By Colleen Husted
According to the Endangered Species Act (ESA) of 1973, endangered species are those in danger of extinction throughout all or a significant portion of their range, other than a species within the Class of Insects determined by the Secretary (of the Interior) to constitute a pest whose protection under the provisions of this Act would present an overwhelming and overriding risk to man. The trouble with endangered species is that many of them are driven to this status by human interference with their natural habitats as well as humans either hunting or poaching these animals.
Thankfully, there has been legislation put into place to attempt to preserve these species and keep some sort of natural order in the world. Parks, designated natural areas, and wildlife refuges are means by which the government attempts to preserve natural ecosystems and their inhabitants. While the Endangered Species Act provides federal protection for species, there are also localized initiatives in states based upon the different species that they are looking to protect. These states include Alaska, Florida, Hawaii, Maine, Wyoming, Washington, Texas, Michigan, New York, Colorado, and, of course, Illinois.
All throughout the country there are endangered species. The Arctic National Wildlife Refuge in Alaska is home to foxes, bears, caribou, wolves, oxen, wolverines, and Dall sheep. The Florida Everglades are home to dolphins, crocodiles and alligators, panthers, manatees, and various types of birds. Maui, Hawaii, holds dolphins, turtles, whales, stilts, and the pacific golden plover. Wyoming is home to bison, wolves, coyotes, foxes, bears, moose, elk, and otters while Maine harbors puffins, eagles, and various other endangered birds. Additionally, Washington houses trout, bears, eagles, whales, elks, otters, and many different types of fish while Texas is home to many different birds, animals, and ocelots. Then there is Michigan, where the bald eagle, beavers, loons, wolves, moose, and foxes live (Slater 2005). Most of these animals are endangered and it is important that society recognizes these species and attempts to protect them. In Illinois alone, the seven different categories of endangered species include 356 endangered species and 128 threatened species listed by the Illinois Endangered Species Protection Board.
These staggering numbers are due, largely, to human development and prior ignorance. The Colorado River is a perfect example of the harm humans can cause to ecosystems. Due to the building of a dam, which provided employment during a time of immense need, the natural landscape has been immensely altered. By attempting to control the river flow and harness power, as well as provide various states and Mexico with a water source, the surface structure of this valley has been completely altered. The natural flooding that used to occur and act as a natural cleanser of the mineral buildup on land no longer occurs as every single ounce of water is directed and accounted for. This caused erosion, which humans attempted to correct by introducing new plants and trees. Unfortunately, these trees took very well to the land and overran those naturally occurring species.

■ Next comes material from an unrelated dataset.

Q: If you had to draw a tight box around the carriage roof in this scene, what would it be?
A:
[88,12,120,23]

Due to the immense human disruption within this area, there is currently an effort in place to reclaim the land so as to save species of all sorts, many of them endangered (Cohn 2001).
Effective wildlife management is necessary to attempt to balance mother earth’s natural scale that humans have off-set. According to Riley et al., such management must take into account wildlife interactions with other wildlife, wildlife interactions with the environment, interactions between wildlife and people, interactions between people and wildlife habitat, and interactions among people that result from wildlife (2002, p. 587). This is where parklands come into play.
Parklands, in general, are a platform for human recreation, but they can be so much more. Additional types of parklands, forest preserves, wildlife refuges, and national parks provide the perfect stage for protecting endangered and threatened animals and plants. By setting aside a certain area for those species to thrive with minimal human interactions and interference as steps are taken by governmental agencies to limit these impacts. In the Chicagoland area alone there are 18 state parks and one national lakeshore which have some aspect of ecosystem protection in their mission, while there are 129 state parks in all of Illinoiswhich provide sanctuary to those four hundred and eighty four species that are on the “Red List,” which is “a global list of threatened species” (IL Endangered Species Protection Board 2011).
When one thinks of parks, the most common image that springs to mind is that of children playing on jungle gym equipment; however, there is so much more associated with parklands. The wildlife within them is one key aspect that need to be considered when discussing parklands. Here in Schaumburg, the Park District maintains almost 300 acres of conservation lands that prioritize the preservation and restoration of native plants and wildlife within the context of Illinois prairie, woodland, and wetland ecosystems. While this acreage is tiny compared to the total footprint of the Village, the Cook County Forest Preserve District includes several of its largest holdings within a bike ride of Schaumburg, including the Ned Brown, Paul Douglas, and Poplar Creek Forest Preserves — all of which are massive in size compared to the largest conservation area within Schaumburg proper, Spring Valley.